È stato approvato oggi il bilancio d’esercizio 2024 della Casino de la Vallée S.p.A., società partecipata dalla Regione Autonoma Valle d’Aosta, con un utile netto dichiarato di 16.410.490 euro, in crescita rispetto al 2023, quando si erano registrati 15.219.127 euro di profitto. “Il risultato positivo dell’esercizio 2024 ha espresso la capacità dell’impresa di dare continuità alle proprie attività in linea con l’andamento dei mercati di riferimento”, si legge nel comunicato ufficiale.

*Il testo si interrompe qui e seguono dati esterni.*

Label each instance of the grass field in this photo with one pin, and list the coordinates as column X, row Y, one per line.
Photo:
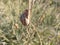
column 44, row 27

La società conferma un EBITDA di circa 20,1 milioni e disponibilità liquide per 17,4 milioni, proseguendo nei pagamenti anticipati dei debiti previsti dal concordato in continuità, una formula che ha permesso alla Casa da Gioco di rimanere attiva pur sotto vigilanza speciale. “Il pagamento della quarta rata ai creditori chirografari, pari a circa 4,4 milioni di euro, è stato effettuato in ottobre”, sottolinea ancora la nota.
Fin qui, una gestione apparentemente virtuosa. Tuttavia, i numeri, da soli, non bastano a fugare i dubbi di fondo che accompagnano da anni la discussione attorno alla natura pubblica della proprietà. È lecito chiedersi: è compito di un ente pubblico, come la Regione, mantenere una partecipazione totalitaria in una società che esercita attività di gioco d’azzardo, per quanto redditizia?
Certo, l’azienda “ha predisposto nei primi mesi del 2025 il pagamento di un ulteriore 20% dei crediti chirografari”, e questo viene definito “un notevole risultato che rafforza la credibilità della società e ne certifica la sua solidità finanziaria”. Ma la solidità è un concetto che, in un’economia pubblica, va pesato anche sulla base dell’impatto sociale, culturale e strategico.
Oltre i numeri, le scelte politiche
Il valore della produzione nel 2024 è salito a 81,8 milioni di euro contro i 73,1 dell’anno precedente, con ricavi da gioco in crescita del 5,57% e da prestazioni alberghiere del 16,83%. Numeri che fanno sorridere, soprattutto in un contesto post-pandemico. Ma è proprio qui che emerge la necessità di una riflessione politica vera e profonda: i dividendi pubblici sono un valore, ma a quale prezzo?
In particolare, nel comunicato si precisa che “la piena esecuzione del Concordato restituisce la società alle sue aspettative di mantenimento del valore, ma anche di crescita”. Tuttavia, si ammette che “l’impossibilità di operare pienamente sul piano della spesa nel periodo 2021-2024 lascia ancora aperto il tema del consolidamento e dello sviluppo nel tempo degli asset aziendali”. Insomma, la casa è risanata, ma il cantiere è ancora aperto.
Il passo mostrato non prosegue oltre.